Ruben Amoretti y Pedro Claros

Ruben Amoretti and Pedro Clarós

Pedro Clarós, full academician and vice-president of the Royal European Academy of Doctors-Barcelona 1914 (RAED) and also full academician of the Royal Academy of Medicine of Catalonia, presented on 6 March at the Equestrian Circle of Barcelona the work “Una voz operística actual muy misteriosa” (A very mysterious current operatic voice), in which he documents the strange case of acromegaly of the Spanish tenor Rubén Amoretti.

“Acromegaly is a rare disease that produces vocal changes as a common clinical finding. The authors present a very rare case of an opera singer with acromegaly undiagnosed for years, whose tessitura was changing progressively from tenor to baritone and finally to bass, analysing the evolution of vocal parameters over the last years and the result of his voice after the surgical treatment of the extirpation of the adenoma”, Clarós said in the presentation of his paper.

The clinical history is that of a professional tenor who at 41 years old went to Clarós Clinic due to that change in his voice, subjectively at first, but objective later. He was an opera singer since 1990 and in the last five years he noticed how a more serious voice was produced in a subtle and progressive way that interfered with his tenor professional life, presenting characteristics of baritone tessitura at the time of the visit, in in the year 2000.

In the observation, enlargement of the skull and hands was detected in the patient.

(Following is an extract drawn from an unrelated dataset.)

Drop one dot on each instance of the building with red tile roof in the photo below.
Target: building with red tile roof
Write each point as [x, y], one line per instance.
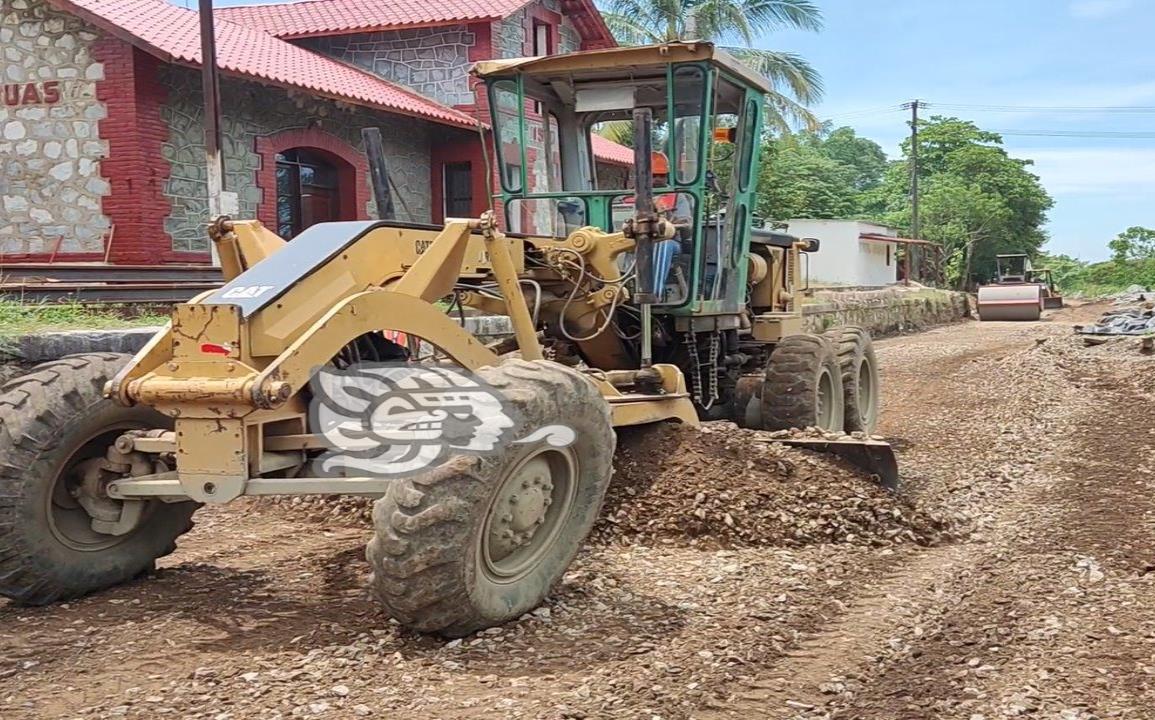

A laryngeal endoscopy was performed and a video examination showed an anatomically normal larynx, although of larger dimensions compared to his own observations of previous years’ explorations. The modification of the size of the larynx, the length of the vocal cords and the vocal parameters in a patient singer of opera with acromegaly has even raised the interest of the film industry, which projects a film about the life of a person who happens to be a singer with a modification of his voice that is as extraordinary as surprising because of its rarity.

Pedro Clarós has a long career and research that has made him one of the leading otolaryngologists in Spain and Europe, required by large institutions such as the Great Theatre of the Liceu of Barcelona. To this he adds his dedication and dedication to the sick with fewer resources through the programs of the Clarós Foundation. An institution that also promotes projects together with the Clarós Clinic with doctors from developing countries.